Depends on the context. I just figured this out and I’m very excited to share this perspective…
Autistic people have undergone ABA (Applied Behavior Analysis) which uses silence as a form of discouraging unwanted behavior. This is still used on children to this day. However, we know that ignoring someone lights up the same circuits in their brain as physical pain.
The Impact of Silence
Therefore, it is useful for inflicting trauma and utilizing the silent treatment can trigger a trauma response later. Fight, flight, freeze, fawn. In an autistic person, the silent treatment while they are communicating a need is highly traumatic, especially for children who might interpret it as a sign they have done something wrong.
Adulthood and Learned Behavior
Autistic people become accustomed to intermittently receiving the silent treatment and understand it as a cue that they have done something wrong even into adulthood. This produces fawning behavior at times later in life. They then learn that it is not wrong to give someone the silent treatment and proceed to handle problems utilizing the same tool used on them.

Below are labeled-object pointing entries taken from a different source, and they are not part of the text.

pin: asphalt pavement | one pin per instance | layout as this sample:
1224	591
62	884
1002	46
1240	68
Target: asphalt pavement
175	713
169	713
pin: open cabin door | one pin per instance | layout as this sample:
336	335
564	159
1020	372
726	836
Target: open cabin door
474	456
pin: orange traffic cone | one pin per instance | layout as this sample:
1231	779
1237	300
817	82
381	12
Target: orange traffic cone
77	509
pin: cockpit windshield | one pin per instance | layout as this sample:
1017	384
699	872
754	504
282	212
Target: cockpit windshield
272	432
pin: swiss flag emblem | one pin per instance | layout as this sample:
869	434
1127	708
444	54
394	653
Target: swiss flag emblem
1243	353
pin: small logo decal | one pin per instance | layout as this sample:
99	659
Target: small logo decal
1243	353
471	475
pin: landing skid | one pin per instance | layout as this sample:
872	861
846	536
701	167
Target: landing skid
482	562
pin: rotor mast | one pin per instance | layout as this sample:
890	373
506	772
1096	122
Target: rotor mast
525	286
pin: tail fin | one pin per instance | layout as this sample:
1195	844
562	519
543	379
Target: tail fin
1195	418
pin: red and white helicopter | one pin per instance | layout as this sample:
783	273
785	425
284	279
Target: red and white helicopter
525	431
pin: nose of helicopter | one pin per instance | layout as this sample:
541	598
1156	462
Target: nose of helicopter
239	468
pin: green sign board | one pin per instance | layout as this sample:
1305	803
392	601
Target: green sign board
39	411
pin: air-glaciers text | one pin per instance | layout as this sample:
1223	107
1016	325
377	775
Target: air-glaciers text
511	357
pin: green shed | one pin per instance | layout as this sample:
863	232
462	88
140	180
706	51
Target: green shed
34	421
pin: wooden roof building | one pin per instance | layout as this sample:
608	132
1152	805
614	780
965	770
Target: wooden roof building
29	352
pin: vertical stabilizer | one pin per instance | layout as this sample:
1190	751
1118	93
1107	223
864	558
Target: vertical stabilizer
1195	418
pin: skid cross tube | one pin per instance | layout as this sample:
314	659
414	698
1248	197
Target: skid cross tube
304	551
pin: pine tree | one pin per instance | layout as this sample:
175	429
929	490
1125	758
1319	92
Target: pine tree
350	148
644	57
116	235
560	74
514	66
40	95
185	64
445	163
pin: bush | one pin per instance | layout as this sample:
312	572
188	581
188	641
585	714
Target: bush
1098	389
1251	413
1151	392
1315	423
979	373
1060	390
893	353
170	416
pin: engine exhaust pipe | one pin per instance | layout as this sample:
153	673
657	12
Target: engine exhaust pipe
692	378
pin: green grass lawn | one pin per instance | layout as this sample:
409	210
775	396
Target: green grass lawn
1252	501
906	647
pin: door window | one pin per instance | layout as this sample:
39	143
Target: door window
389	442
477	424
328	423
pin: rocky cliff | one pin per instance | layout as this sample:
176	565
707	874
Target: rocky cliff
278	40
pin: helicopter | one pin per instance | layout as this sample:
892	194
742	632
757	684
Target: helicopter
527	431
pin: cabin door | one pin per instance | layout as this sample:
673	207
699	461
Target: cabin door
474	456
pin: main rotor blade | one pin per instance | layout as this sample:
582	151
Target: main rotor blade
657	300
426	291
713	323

The Impact on Social Behavior
Oh how people have been ENRAGED when I as an autistic person have held my tongue instead of speaking my mind as I was trained to do by people using the silent treatment on me! Now this has been baffling… no longer does the silent treatment cause me any harm whatsoever. I simply interpret it as “Wow they must not have liked something. Maybe I can ask if I bothered them in some way.” This isn’t always wise but that’s a different conversation. However, over many years I have come to understand that people take this as extraordinarily hostile.
ABA techniques actually train autistic people to be “narcissistic.” They learn “Adults get what they want by ignoring what they don’t want.” Some become completely numb to being ignored: it no longer hurts to be ignored. They have experienced it so many times it’s just part of life now. They become conditioned to it. Like breathing. So when they ignore someone else and that person responds by being really hurt and indignant, the autistic person’s reaction can be “How old are you 8? But you inhabit an adult body. How did you make it this far in life intact!”
But yes, ignoring the general population is considered socially unacceptable. Maybe we should just stop using it on children. “Ignore the autistic kids to get them to do what we want them to” is clearly impacting ALL of society. “Narcissists and victims of narcissists” is now totally feeling like a completely false dichotomy.
Narcissism is a shame-based disorder. Doesn’t shame accompany all trauma? Traumatized autistic kids later condemned for narcissism. The circle of life continues.
Not saying hurtful things are ok, but to really have a grasp on this feels so incredibly liberating.